When the ruling vampire coven the Volturi learn of Renesmee's existence, however, they rush to confront the Cullens, thinking that they've broken the law against turning children into vampires. Edward and his family quickly gather support from vampire allies around the world (each with his or her own superpower; what is this, an X-Men movie?), hoping to convince the Volturi that the girl was born a vampire, not made into one. But if they can't change the ruthless coven's mind, the Cullens and their posse are prepared for all-out war to protect the ones they love.
The End Result
To its credit, though, the franchise tends to end each movie with a bang, and Breaking Dawn Part 2 delivers the biggest bang of them all with the final rumble between the Cullens & Co. and the Volturi.

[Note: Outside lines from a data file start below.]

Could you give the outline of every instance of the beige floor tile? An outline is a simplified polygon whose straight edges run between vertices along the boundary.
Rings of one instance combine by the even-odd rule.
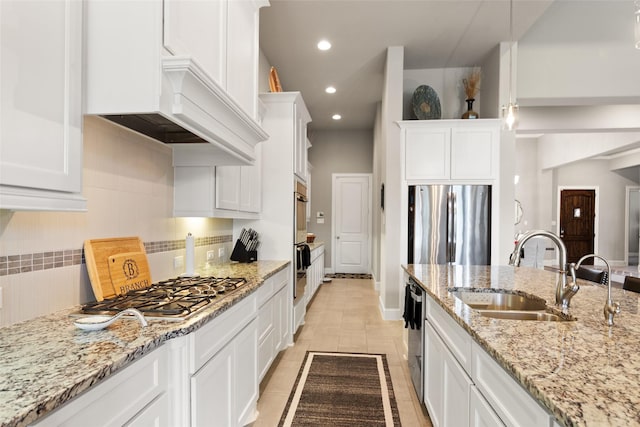
[[[404,322],[385,321],[372,280],[333,279],[307,307],[293,347],[280,353],[260,384],[253,427],[276,426],[308,350],[385,354],[403,427],[431,427],[418,401],[406,360]]]

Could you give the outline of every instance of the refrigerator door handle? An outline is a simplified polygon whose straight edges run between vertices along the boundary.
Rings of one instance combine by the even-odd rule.
[[[446,262],[453,262],[454,261],[454,255],[455,255],[455,251],[454,249],[454,235],[453,235],[453,229],[454,229],[454,221],[455,221],[455,217],[454,217],[454,194],[453,193],[447,193],[447,250],[446,250],[446,254],[447,254],[447,260]]]
[[[458,220],[458,198],[456,193],[451,193],[451,262],[456,262],[456,221]]]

As a horror fan, I can say that the coolest thing about these "sparkly" vampires is that they must be decapitated to be killed, so the sight of vamps (and werewolves) ripping (and biting) off heads right and left is by far the most entertaining thing the Twilight Saga has ever offered up. There's a cute twist ending, too, but it does little to dismiss the notion of these films as being "toothless" vampire tales. Unfortunately, the best parts of Breaking Dawn Part 2 come at the tail end of a tiresome 115-minute run time that may very well render you unconscious by the time the throwdown begins.
- Acting: D+ (Only Michael Sheen's foppishly over-the-top performance redeems the seemingly bored cast.)
- Direction: C (Handles the action scenes OK, but the emotion is tepid and the CGI is overdone.)
- Script: D+ (Bloated with hammy dialogue and silly, overblown plot.)
- Gore/Effects: C- (Minimal gore, despite the decapitations; too many green screens and CGI babies.)
- Overall: C- (Do yourself a favor: wait for it to hit home video, rent it and fast-forward to the big fight scene at the end.)
The Twilight Saga: Breaking Dawn Part 2 is directed by Bill Condon and is rated PG-13 by the MPAA for sequences of violence including disturbing images, some sensuality and partial nudity. Release date: November 16, 2012.